Teams have to respect that kind of marksmanship. There is still the challenge of convincing both players that standing around on the perimeter is a role that suits them, but at the very least, the potential for a relatively well-spaced floor is there.
It will be up to Thibs to cash in on that potential, and that’s where things get a little bit dicey. For all of his defensive brilliance and psychotic commitment to the game, Thibs has never put together the most beautiful or modern offensive systems. Maximizing Minnesota’s potential on that end is going to take a bit of finessing, and that could require a significant shift in philosophy from the team’s head coach.
It could also mean the type of small ball experimentation that Thibs has never shown a real fondness for. Just imagine what kind of secrets he might unearth with a few minutes of Butler or Wiggins playing power forward from time to time. That’s never really been his style though.

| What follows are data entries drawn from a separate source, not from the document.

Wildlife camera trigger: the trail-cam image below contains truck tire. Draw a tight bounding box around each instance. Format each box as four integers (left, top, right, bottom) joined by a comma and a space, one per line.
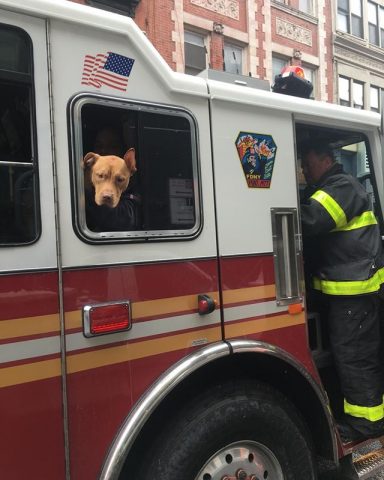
134, 381, 317, 480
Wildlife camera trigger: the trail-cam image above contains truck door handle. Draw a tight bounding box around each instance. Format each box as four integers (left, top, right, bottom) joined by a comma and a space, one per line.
197, 294, 216, 315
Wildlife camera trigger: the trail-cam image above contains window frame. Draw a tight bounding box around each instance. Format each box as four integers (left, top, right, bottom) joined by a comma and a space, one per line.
183, 26, 210, 76
223, 40, 244, 75
0, 22, 42, 248
67, 93, 203, 245
336, 0, 365, 38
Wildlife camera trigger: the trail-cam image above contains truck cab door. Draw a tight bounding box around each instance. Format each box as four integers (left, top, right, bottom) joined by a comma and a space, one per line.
210, 82, 306, 360
0, 9, 65, 479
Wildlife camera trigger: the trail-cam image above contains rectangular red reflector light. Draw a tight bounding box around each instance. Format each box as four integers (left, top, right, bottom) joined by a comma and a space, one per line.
84, 302, 131, 337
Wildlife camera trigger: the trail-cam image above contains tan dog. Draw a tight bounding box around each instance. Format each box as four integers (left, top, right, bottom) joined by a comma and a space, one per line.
83, 148, 136, 208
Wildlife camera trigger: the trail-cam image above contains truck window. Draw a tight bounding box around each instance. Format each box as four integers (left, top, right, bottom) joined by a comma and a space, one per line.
296, 125, 381, 224
0, 25, 40, 246
72, 96, 200, 242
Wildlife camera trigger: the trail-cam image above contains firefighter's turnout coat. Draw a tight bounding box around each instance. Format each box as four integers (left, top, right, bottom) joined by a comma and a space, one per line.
301, 163, 384, 295
301, 163, 384, 436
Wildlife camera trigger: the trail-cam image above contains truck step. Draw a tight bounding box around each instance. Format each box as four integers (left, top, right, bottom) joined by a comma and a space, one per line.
352, 437, 384, 480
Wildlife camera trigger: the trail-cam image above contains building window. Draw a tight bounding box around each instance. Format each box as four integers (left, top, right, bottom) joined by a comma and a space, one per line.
368, 2, 384, 47
368, 2, 379, 45
352, 81, 364, 110
370, 86, 380, 112
224, 43, 243, 75
339, 76, 364, 110
337, 0, 363, 38
302, 65, 316, 98
71, 95, 201, 243
184, 30, 207, 75
339, 77, 351, 107
272, 55, 289, 83
0, 26, 40, 246
299, 0, 313, 14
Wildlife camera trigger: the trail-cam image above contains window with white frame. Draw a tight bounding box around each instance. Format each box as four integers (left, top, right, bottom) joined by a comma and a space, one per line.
352, 81, 364, 110
184, 30, 207, 75
339, 76, 364, 110
368, 2, 379, 45
272, 55, 289, 83
224, 42, 243, 74
299, 0, 313, 14
367, 2, 384, 47
337, 0, 364, 38
302, 65, 316, 98
339, 77, 351, 107
369, 85, 380, 112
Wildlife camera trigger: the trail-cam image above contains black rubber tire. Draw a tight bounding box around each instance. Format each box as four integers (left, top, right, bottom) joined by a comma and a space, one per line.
135, 380, 317, 480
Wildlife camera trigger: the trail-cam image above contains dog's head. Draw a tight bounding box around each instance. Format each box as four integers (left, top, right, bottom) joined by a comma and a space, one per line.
83, 148, 136, 208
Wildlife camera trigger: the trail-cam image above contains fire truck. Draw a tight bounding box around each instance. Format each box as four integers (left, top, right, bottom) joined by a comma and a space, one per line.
0, 0, 384, 480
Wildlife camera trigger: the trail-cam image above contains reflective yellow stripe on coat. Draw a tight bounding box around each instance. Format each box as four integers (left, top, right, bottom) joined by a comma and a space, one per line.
313, 268, 384, 295
344, 399, 384, 422
332, 210, 377, 232
311, 190, 347, 228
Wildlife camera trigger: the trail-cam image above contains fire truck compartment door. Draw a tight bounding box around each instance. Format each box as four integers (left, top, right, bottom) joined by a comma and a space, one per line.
209, 82, 303, 338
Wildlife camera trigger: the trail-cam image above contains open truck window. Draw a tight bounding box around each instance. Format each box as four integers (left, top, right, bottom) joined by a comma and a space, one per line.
0, 25, 40, 246
71, 96, 201, 242
296, 124, 382, 420
296, 124, 382, 221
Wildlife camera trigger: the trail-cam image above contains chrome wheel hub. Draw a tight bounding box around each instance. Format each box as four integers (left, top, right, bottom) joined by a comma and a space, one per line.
195, 440, 284, 480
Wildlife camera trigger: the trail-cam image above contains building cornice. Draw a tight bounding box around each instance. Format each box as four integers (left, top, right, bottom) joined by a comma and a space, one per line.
334, 32, 384, 76
271, 0, 319, 25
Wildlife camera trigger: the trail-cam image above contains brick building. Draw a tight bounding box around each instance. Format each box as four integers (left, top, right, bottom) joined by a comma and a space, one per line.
70, 0, 336, 102
334, 0, 384, 111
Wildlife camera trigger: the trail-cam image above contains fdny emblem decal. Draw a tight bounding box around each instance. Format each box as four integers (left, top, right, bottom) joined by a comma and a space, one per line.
236, 132, 277, 188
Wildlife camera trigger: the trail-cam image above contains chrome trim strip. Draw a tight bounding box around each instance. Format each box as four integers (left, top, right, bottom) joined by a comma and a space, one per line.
99, 340, 338, 480
99, 342, 230, 480
228, 340, 339, 464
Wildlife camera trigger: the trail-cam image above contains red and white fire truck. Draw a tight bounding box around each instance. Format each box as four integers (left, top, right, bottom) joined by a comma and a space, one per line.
0, 0, 384, 480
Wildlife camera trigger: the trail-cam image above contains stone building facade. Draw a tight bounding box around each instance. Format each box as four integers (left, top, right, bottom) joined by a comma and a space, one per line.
72, 0, 384, 110
334, 0, 384, 111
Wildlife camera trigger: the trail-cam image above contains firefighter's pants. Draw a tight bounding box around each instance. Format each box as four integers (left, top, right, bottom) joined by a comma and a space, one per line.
327, 294, 384, 436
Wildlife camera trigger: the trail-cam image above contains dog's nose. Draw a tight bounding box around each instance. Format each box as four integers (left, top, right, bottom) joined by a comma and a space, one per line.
101, 192, 113, 205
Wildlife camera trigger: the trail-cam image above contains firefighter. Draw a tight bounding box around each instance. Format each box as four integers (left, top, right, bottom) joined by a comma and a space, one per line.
301, 143, 384, 442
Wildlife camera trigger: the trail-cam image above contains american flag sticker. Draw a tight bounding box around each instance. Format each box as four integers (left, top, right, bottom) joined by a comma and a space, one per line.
81, 52, 135, 92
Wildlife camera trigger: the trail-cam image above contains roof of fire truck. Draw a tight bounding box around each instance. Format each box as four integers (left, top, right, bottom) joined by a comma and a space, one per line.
0, 0, 381, 131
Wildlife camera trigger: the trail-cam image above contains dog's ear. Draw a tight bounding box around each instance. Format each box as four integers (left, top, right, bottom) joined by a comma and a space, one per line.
82, 152, 100, 170
124, 148, 137, 175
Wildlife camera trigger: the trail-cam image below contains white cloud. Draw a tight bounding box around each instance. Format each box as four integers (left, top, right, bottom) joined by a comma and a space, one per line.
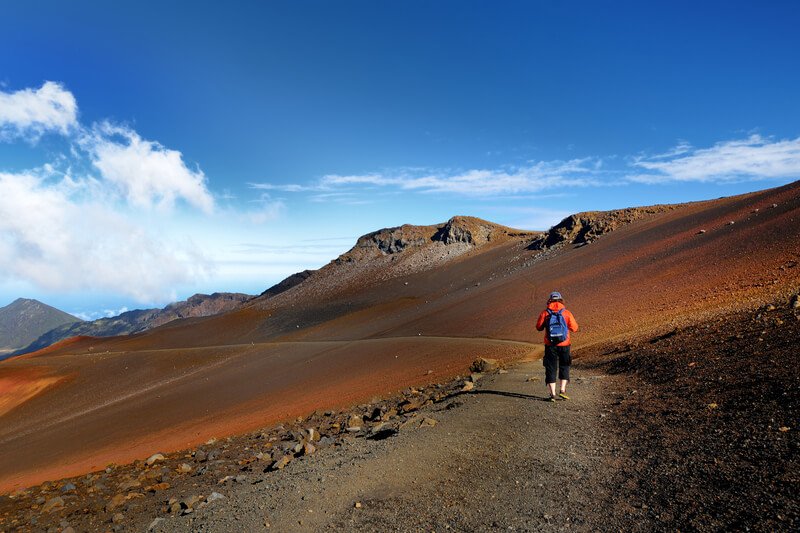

A world exists in which Thibs sticks to traditional positional definitions, and encourages an iso-heavy, defense-first, grind it out approach. In fact, that is probably the most likely outcome here. Minnesota will likely be very good if that’s the case, assuming that the defense comes a long way.
There’s another world where Thibs uses some of his screaming to modernize the Wolves’ offense, and finds ways to squeeze a bit of spacing out of his roster where it might not be readily apparent. That’s the world I want to live in. It’s one in which Minnesota could be one of the best team’s in the league.
Then again, that might happen either way. The Wolves have a ton of high-end talent. They might be so good at scoring in isolation that it doesn’t really matter if they can space the floor. At least in the regular season. A cramped offense will come back to bite them at the game’s highest level- in the playoffs.
That’s an issue they don’t necessarily have to deal with. There’s enough to work with to space the floor sufficiently.